Ford Motor will pause production of its F-150 Lightning until at least February 24 because the electric pickup has a battery problem.
The Michigan automaker discovered a potential battery problem during a pre-delivery quality inspection this week and has begun investigating the cause. Ford said there are no known battery issues affecting vehicles already on the road.
“We believe we’ve identified the root cause of this problem,” Ford spokeswoman Emma Bergg told CBS MoneyWatch on Wednesday. “By the end of next week, we expect to complete our investigation and apply our findings to the truck’s battery production process.”
Applying this process “could take a few weeks,” Bergg said.
“We will continue to hold vehicles already in production while we work on technical and process updates,” she said.
Ford started selling its F-150 Lightning last year. The pause in production jeopardizes Ford’s plan to deliver 600,000 Lightning trucks in 2023.
Since their launch last May, Ford has sold 15,617 electric trucks, according to the latest company data available. The company sold 2,436 of these in October, the most ever sold in a month.
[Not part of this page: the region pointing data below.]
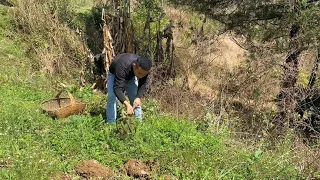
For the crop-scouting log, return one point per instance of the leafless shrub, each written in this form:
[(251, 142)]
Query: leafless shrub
[(57, 48)]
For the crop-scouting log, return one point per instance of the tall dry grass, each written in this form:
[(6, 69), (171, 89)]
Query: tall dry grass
[(56, 48)]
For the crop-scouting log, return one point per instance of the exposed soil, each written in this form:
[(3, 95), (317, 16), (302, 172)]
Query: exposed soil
[(92, 169), (137, 169), (61, 176)]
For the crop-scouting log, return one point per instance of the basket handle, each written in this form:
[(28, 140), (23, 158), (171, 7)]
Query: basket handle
[(72, 100)]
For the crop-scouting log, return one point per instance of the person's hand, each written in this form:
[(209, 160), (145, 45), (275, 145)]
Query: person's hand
[(136, 103), (129, 108)]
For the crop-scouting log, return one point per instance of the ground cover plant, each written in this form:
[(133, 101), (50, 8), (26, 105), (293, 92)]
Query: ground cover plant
[(34, 146)]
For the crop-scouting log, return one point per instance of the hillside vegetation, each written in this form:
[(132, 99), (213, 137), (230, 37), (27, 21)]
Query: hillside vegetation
[(34, 146)]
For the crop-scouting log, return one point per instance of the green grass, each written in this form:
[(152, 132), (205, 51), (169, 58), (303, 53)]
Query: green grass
[(34, 146)]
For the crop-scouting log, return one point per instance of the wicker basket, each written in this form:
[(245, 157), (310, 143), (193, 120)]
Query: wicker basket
[(62, 107)]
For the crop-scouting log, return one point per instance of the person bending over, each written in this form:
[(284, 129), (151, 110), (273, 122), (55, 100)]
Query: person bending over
[(127, 72)]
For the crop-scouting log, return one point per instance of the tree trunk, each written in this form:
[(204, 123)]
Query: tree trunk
[(314, 72), (291, 69)]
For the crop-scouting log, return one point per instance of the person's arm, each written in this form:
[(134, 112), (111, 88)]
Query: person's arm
[(142, 86), (119, 83)]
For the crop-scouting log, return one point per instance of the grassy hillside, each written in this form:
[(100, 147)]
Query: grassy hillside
[(34, 146)]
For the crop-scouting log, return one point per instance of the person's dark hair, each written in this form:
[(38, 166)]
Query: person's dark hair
[(144, 63)]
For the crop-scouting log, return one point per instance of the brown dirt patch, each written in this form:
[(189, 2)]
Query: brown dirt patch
[(92, 169), (167, 177), (61, 176), (137, 169)]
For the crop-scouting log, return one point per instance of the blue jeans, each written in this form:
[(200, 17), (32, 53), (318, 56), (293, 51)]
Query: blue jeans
[(131, 86)]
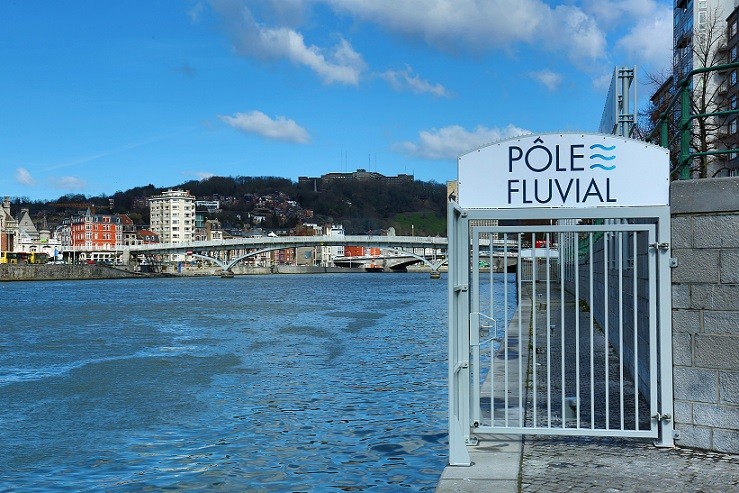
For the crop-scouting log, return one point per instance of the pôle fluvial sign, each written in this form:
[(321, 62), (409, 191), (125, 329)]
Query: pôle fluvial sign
[(564, 170)]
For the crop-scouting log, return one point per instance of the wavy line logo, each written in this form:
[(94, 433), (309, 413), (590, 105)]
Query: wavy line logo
[(597, 157)]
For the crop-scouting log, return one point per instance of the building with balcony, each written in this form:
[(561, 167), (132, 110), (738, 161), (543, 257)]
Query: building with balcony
[(172, 216)]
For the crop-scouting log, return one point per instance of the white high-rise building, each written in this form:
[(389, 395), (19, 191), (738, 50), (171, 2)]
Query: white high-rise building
[(173, 216)]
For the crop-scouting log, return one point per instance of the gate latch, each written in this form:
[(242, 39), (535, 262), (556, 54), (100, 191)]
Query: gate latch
[(660, 417)]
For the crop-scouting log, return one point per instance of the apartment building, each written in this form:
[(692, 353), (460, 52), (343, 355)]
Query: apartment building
[(730, 132), (702, 38), (96, 231), (173, 216)]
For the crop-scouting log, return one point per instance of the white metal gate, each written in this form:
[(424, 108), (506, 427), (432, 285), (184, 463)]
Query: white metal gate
[(559, 325)]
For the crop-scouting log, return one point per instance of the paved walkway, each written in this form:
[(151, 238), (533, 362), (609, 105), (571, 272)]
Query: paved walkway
[(551, 464)]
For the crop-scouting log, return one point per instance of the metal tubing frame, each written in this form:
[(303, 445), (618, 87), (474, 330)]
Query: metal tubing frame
[(461, 431)]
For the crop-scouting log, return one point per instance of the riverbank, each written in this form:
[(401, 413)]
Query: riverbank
[(68, 272), (63, 272)]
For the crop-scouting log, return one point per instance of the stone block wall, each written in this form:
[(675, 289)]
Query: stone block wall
[(705, 312)]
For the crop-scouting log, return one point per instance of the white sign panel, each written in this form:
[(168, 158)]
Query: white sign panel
[(564, 170)]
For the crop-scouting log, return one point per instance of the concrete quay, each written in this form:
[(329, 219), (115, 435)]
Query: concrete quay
[(551, 464)]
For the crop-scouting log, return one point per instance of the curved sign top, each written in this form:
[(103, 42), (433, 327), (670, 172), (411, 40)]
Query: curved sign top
[(564, 170)]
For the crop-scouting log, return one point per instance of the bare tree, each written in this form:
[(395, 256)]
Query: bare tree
[(707, 91), (707, 96)]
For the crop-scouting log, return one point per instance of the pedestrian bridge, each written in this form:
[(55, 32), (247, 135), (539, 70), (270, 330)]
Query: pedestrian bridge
[(227, 253)]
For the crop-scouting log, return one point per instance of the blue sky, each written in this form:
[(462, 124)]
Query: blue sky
[(97, 97)]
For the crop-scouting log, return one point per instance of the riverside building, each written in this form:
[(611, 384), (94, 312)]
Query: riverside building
[(173, 216)]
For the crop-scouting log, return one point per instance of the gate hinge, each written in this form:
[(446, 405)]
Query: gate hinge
[(661, 417)]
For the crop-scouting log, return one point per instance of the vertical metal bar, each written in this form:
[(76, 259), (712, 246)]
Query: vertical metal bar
[(592, 333), (521, 382), (577, 343), (653, 353), (570, 261), (458, 266), (474, 294), (505, 324), (635, 306), (548, 240), (534, 266), (492, 337), (666, 428), (606, 317), (621, 324)]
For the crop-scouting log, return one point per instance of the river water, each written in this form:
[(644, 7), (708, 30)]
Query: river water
[(257, 383), (331, 382)]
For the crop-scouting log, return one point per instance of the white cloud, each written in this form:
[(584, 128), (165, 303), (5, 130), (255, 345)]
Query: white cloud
[(406, 79), (70, 183), (481, 25), (256, 122), (340, 64), (23, 176), (650, 40), (450, 142), (195, 12), (610, 13), (550, 80)]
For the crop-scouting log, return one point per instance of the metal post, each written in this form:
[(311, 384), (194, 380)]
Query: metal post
[(684, 133), (666, 423), (459, 377)]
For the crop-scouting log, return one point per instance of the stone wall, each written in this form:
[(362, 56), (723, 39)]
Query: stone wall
[(705, 312), (50, 272)]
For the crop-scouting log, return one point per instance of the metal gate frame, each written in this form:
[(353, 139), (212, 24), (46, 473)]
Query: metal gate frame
[(464, 359)]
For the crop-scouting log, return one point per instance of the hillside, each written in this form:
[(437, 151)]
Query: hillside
[(361, 206)]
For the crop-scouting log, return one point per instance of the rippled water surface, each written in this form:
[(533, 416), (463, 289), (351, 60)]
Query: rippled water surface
[(257, 383)]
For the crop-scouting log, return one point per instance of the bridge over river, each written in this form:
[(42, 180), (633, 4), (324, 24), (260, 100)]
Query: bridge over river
[(400, 250)]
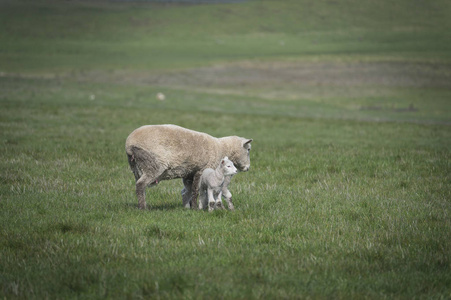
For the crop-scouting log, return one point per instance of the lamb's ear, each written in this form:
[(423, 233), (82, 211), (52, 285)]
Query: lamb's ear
[(246, 142)]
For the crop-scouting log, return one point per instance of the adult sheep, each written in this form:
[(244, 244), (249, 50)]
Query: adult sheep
[(161, 152)]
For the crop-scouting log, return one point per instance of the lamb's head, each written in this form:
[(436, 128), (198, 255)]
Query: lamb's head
[(227, 167), (240, 152)]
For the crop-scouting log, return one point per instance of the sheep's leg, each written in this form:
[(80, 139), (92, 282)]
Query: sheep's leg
[(141, 185), (146, 169), (187, 192), (195, 190)]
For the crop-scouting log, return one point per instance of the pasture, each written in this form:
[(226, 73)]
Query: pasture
[(349, 191)]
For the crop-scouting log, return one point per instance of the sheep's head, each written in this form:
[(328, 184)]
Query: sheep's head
[(227, 167)]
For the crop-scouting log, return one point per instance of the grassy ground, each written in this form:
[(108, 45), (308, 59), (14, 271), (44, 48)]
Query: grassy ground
[(349, 191)]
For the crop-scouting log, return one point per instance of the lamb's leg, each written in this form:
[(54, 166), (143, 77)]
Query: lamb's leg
[(195, 190), (211, 200), (228, 197), (187, 192), (218, 204), (203, 201)]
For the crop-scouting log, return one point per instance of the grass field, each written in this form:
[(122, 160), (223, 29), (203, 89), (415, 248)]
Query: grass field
[(349, 191)]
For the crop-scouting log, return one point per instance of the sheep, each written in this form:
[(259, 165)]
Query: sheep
[(211, 184), (162, 152)]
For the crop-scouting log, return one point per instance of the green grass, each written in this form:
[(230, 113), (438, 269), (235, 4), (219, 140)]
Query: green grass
[(349, 190)]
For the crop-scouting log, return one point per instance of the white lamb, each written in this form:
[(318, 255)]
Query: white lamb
[(211, 184)]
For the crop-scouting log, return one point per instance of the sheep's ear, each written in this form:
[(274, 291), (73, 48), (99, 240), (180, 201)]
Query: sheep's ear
[(246, 142)]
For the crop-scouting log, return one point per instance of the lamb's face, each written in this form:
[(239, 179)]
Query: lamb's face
[(228, 167), (243, 160)]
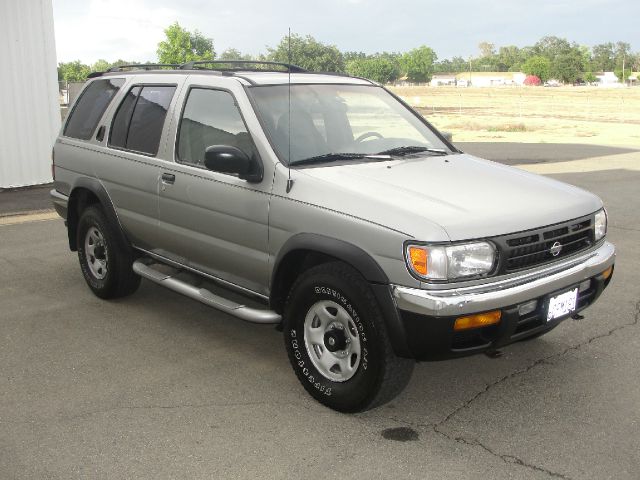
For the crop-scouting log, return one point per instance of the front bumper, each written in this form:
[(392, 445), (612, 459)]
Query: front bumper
[(429, 315)]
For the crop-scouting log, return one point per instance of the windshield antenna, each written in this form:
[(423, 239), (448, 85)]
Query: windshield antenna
[(289, 181)]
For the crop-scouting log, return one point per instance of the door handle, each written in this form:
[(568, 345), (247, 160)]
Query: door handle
[(168, 178), (100, 134)]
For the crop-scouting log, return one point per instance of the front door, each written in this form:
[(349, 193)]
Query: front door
[(214, 222)]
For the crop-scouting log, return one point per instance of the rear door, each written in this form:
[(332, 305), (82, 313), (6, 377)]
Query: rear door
[(129, 163), (215, 222)]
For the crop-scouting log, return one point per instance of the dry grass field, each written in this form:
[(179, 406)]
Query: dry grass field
[(531, 114)]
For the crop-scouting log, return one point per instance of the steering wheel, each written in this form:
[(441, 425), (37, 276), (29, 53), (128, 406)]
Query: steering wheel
[(366, 135)]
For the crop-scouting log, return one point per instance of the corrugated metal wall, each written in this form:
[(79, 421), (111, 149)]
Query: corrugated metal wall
[(29, 104)]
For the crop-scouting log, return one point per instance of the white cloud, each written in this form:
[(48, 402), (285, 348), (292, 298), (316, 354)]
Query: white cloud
[(111, 29)]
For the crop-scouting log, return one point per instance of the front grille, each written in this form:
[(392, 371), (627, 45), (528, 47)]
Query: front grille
[(535, 247)]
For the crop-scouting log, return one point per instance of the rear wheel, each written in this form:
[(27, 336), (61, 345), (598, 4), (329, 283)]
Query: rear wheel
[(105, 259), (337, 342)]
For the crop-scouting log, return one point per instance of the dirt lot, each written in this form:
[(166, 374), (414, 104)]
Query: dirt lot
[(531, 114)]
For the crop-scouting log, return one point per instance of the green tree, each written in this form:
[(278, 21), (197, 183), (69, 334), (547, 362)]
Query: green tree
[(455, 65), (181, 46), (418, 64), (551, 47), (308, 53), (589, 77), (487, 49), (539, 66), (73, 71), (511, 57), (100, 66), (348, 56), (378, 69)]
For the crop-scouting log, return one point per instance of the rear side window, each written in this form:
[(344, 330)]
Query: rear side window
[(89, 108), (211, 117), (138, 123)]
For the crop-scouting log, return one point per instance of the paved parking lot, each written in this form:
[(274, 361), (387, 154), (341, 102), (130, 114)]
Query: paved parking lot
[(159, 386)]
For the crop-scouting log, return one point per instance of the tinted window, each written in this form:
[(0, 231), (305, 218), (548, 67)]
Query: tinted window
[(148, 118), (211, 117), (122, 119), (89, 108), (138, 123)]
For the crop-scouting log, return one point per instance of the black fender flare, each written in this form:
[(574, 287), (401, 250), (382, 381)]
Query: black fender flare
[(358, 259), (94, 186)]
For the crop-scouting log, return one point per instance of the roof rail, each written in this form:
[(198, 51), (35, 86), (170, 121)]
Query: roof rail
[(144, 66), (232, 63)]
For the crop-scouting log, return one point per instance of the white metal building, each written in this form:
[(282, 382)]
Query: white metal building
[(29, 104)]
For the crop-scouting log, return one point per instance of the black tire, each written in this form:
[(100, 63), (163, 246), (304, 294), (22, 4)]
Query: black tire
[(380, 374), (117, 279)]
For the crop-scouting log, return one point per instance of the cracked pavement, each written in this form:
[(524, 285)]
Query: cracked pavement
[(159, 386)]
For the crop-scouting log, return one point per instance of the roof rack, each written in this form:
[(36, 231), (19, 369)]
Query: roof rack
[(144, 66), (288, 67)]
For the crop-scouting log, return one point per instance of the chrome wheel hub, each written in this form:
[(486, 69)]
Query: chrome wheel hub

Increasing demand for electric vehicles
Ford is going big on the F-150 Lightning, investing millions of dollars in a new facility for a vehicle that already has the name MotorTrend Truck of the Year 2023.
When company officials first announced the truck in 2021, demand grew quickly when the pre-order list surpassed 100,000 in three weeks. Workers build the vehicle at a new plant in Dearborn, Michigan.
Ford’s hiatus comes as interest and demand for electric vehicles continues to rise in the US. A poll by Motor Club AAA found that about a quarter of Americans say they want an electric vehicle next time they buy a car. Research from Recurrent, an automotive industry analytics firm, found that interest in buying an electric vehicle has increased by 70% since last January.
ford increased the price of the F-150 Lightning in October to offset rising manufacturing costs. Other automakers also increased the cost of their EV lines – including Rivian, GM and Tesla – in the midst of fluctuations metal prices and higher costs for components like lithium, which is used to make batteries.
Ford earlier this month reported profit of $1.3 billion for the fourth quarter of 2022, down about 89% from the prior-year period. CEO Jim Farley said in an earnings call this month that he was frustrated with 2022’s performance “because the year could have been so much more for us at Ford.”
Ford’s stock price fell nearly 1% to about $12.80 a share on Wednesday, the second day of declines.